Il Diritto all’Aborto Sicuro: Una Questione di Accessibilità e Uguaglianza
Il 28 settembre 2022, un gruppo di attivisti ha preso parte a una protesta di fronte al Parlamento di Budapest, in Ungheria, in occasione della Giornata Internazionale per l’Aborto Sicuro. I partecipanti, brandendo cartelli, hanno alzato una domanda cruciale: “Dovrebbe l’accesso delle donne all’aborto sicuro dipendere dalla geografia, dalla ricchezza e dalla fortuna?” Questa domanda verrà affrontata oggi dal Parlamento Europeo, che voterà su una proposta del movimento “My Voice, My Choice”. Questo comprendente la campagna guidata da cittadini ha messo per la prima volta il tema dell’accesso all’aborto nell’agenda politica dell’Unione Europea (UE).
La proposta, sostenuta da oltre 1,1 milioni di firme, chiede l’istituzione di un meccanismo finanziario per coprire le spese relative all’aborto in tutta Europa. Questo è particolarmente rilevante per i milioni di donne che si trovano in situazioni a rischio, da paesi come la Polonia e Malta, dove l’aborto è legalmente proibito nella maggior parte dei casi, fino a Germania, Italia e Croazia, dove le richieste di aborto sono spesso negate. Oltre 20 milioni di donne sono quindi costrette a far fronte a lunghe e rischiose traversate per cercare di accedere a cure sanitarie sicure.
Nika Kovač, attivista slovena e coordinatrice dell’iniziativa, ha chiarito che questo progetto non intende cambiare le leggi nazionali relative all’aborto, ma vuole colmare una lacuna mortale nell’accessibilità ai servizi sanitari. Kovač ha dichiarato a Metro: “Volevamo trovare un modo affinché queste donne potessero viaggiare verso un altro paese per ricevere la procedura medica, la quale sarebbe poi coperta dall’Unione Europea.” Se approvato, il fondo del bilancio dell’UE coprirebbe quindi gli aborti per le persone provenienti da nazioni con severe restrizioni.
“L’aborto è una questione di classe. Le donne che possono permetterselo viaggiano all’estero in ospedali privati,” ha spiegato Kovač. “Nel frattempo, le donne provenienti da contesti più poveri, che non hanno accesso alle informazioni necessarie, non hanno questa possibilità.” Nonostante le minacce di morte e le intimidazioni ricevute durante le campagne, Kovač rimane convinta che in Europa ci sia una certa unità sui diritti all’aborto.
Negli ultimi anni, la tendenza nel continente europeo è stata quella di rendere l’aborto più accessibile, con il Regno Unito che ha decriminalizzato la prassi e la Francia che l’ha riconosciuta come diritto costituzionale. Tuttavia, l’aumento di sostegno ai partiti di estrema destra, molti dei quali si oppongono all’aborto, rappresenta una preoccupazione crescente.

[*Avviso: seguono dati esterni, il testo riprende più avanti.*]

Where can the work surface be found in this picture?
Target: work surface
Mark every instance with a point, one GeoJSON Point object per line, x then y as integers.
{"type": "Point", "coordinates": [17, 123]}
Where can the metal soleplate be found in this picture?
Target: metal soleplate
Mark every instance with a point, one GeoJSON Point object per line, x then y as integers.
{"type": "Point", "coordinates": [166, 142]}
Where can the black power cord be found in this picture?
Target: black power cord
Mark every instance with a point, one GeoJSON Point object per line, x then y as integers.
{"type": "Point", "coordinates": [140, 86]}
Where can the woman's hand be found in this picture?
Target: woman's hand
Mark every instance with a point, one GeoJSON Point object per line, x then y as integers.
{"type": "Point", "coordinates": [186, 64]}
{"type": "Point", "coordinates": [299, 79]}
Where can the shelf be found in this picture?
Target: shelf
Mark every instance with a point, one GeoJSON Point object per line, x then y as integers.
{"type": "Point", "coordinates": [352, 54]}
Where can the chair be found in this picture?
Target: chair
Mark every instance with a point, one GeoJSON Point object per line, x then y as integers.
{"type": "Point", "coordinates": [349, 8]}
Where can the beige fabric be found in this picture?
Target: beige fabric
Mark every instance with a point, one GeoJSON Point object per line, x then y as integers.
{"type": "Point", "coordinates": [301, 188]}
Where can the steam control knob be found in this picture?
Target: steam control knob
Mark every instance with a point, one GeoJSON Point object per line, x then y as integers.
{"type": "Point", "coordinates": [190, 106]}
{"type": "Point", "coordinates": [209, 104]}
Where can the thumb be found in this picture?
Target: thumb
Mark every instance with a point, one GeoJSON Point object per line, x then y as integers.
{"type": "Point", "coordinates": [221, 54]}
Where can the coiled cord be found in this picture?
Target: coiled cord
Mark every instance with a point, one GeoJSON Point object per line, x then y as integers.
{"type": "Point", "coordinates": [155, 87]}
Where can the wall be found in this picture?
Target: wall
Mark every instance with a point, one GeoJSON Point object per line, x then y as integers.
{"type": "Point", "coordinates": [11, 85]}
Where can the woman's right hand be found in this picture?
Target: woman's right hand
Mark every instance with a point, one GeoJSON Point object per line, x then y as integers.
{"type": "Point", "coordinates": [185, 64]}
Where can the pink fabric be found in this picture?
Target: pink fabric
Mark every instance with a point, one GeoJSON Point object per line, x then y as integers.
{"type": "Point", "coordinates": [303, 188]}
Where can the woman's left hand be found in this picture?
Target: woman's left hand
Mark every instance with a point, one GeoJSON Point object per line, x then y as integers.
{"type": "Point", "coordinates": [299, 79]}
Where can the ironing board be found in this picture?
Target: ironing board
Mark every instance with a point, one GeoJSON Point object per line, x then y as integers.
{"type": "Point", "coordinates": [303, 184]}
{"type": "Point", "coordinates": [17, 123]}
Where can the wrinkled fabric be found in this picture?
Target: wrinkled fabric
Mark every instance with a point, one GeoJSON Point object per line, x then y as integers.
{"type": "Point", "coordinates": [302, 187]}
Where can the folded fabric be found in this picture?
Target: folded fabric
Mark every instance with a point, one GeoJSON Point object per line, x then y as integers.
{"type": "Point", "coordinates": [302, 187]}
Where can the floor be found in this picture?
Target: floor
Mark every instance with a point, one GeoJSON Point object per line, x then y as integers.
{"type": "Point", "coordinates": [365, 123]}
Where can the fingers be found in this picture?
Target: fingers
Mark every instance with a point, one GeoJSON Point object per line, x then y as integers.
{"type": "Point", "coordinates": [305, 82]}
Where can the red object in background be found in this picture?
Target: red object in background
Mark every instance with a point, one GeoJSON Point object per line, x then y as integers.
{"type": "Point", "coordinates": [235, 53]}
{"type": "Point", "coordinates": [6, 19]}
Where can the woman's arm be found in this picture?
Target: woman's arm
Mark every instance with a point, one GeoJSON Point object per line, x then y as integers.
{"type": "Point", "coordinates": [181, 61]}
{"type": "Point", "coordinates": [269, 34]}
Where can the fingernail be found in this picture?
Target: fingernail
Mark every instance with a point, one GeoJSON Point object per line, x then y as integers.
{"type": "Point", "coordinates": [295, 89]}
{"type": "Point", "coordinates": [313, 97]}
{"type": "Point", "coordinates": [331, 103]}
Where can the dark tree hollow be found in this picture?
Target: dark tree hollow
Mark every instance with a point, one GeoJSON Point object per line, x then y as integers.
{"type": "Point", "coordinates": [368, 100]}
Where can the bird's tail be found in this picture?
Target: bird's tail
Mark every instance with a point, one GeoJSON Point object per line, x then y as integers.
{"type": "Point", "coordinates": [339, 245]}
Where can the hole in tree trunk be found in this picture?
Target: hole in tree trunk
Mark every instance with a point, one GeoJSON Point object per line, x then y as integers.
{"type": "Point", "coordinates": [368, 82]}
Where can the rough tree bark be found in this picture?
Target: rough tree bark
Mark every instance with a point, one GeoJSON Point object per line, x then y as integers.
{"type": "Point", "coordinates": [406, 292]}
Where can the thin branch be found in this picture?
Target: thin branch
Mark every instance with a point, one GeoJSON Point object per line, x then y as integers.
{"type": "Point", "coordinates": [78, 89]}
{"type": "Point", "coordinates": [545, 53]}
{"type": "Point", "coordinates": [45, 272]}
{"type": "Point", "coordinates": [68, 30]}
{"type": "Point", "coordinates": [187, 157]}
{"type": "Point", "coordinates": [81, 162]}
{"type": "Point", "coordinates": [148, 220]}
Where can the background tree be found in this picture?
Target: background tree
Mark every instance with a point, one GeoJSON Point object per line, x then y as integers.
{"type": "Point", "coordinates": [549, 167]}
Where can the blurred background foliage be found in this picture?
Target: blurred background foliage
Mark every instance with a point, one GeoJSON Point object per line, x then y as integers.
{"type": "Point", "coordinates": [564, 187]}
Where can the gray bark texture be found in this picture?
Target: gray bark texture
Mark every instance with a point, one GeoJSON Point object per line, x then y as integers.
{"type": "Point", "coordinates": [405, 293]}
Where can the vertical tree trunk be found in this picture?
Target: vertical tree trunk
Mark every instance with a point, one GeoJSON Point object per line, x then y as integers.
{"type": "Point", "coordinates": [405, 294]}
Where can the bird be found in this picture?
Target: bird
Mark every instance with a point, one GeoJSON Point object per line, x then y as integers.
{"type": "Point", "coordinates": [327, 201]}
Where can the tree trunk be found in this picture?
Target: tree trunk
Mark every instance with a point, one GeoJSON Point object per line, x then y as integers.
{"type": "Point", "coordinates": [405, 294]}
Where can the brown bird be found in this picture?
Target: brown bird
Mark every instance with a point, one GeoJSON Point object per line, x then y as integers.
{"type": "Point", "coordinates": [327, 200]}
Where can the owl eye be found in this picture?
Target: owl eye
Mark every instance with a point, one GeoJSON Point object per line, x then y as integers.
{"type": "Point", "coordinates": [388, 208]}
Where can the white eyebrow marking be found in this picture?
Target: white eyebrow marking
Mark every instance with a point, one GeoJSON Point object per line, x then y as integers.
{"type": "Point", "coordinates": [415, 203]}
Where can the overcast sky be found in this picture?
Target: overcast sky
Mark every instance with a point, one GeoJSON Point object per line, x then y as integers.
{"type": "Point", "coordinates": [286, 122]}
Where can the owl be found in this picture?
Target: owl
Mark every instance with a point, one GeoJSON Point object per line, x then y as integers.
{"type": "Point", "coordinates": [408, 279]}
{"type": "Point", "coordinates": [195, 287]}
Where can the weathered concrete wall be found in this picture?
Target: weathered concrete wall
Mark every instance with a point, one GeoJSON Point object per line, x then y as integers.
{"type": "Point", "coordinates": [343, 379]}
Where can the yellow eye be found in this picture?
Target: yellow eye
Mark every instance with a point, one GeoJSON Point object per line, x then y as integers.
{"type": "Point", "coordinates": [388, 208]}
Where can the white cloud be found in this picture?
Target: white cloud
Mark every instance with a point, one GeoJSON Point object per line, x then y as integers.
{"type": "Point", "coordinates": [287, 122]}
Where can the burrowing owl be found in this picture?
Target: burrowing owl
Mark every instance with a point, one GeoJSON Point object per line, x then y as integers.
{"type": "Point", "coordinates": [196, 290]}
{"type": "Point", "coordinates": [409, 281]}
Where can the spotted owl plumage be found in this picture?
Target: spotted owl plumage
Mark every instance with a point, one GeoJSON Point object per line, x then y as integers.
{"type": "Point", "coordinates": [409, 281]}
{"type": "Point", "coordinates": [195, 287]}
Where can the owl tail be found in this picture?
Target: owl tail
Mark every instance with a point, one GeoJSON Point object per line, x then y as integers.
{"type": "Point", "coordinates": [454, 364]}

I sostenitori dell’iniziativa, compresi attivisti per i diritti all’aborto e alcuni membri del Parlamento Europeo di diverse provenienze politiche, sostengono che questa proposta ridurrebbe le pratiche non sicure e aiuterebbe le donne che non hanno i fondi necessari per accedere a procedure all’estero. Ogni anno, migliaia di donne viaggiano all’interno dell’Europa per abortire, ma il numero reale rimane incerto a causa della sottovalutazione.
La dottoressa Annika Kreitlow, ginecologa e membro del consiglio di “Doctors for Choice Germany”, ha spiegato che molte pazienti sono costrette a volare nei Paesi Bassi, dove devono pagare fino a £1000 per l’intervento, a causa della mancanza di medici e dello stigma associato all’aborto. Questa situazione è particolarmente critica nelle regioni meridionali, più conservatrici e rurali.
La dottoressa Kreitlow esercita la sua professione a Berlino, una città in cui i medici non mancano. Ogni anno, esegue interventi per donne che hanno viaggiato anche cinque ore da altre parti della Germania. Tuttavia, ha dichiarato che è costretta a negare l’aborto a una piccola percentuale di pazienti che hanno già superato il limite legale di 12 settimane: “Ogni volta che mi trovo in queste situazioni, sento una profonda impotenza.”
Il voto sul tema è previsto per metà giornata a Strasburgo e le previsioni indicano che verrà approvato; tuttavia, Kovač mantiene basse le sue aspettative. Se approvato, la Commissione Europea avrà tempo fino a marzo per decidere se adottare ufficialmente la proposta.
Questa iniziativa rappresenta un passo importante verso un’aborto sicuro e accessibile per tutte le donne in Europa, un diritto che non dovrebbe dipendere dalla posizione geografica o dalla possibilità economica.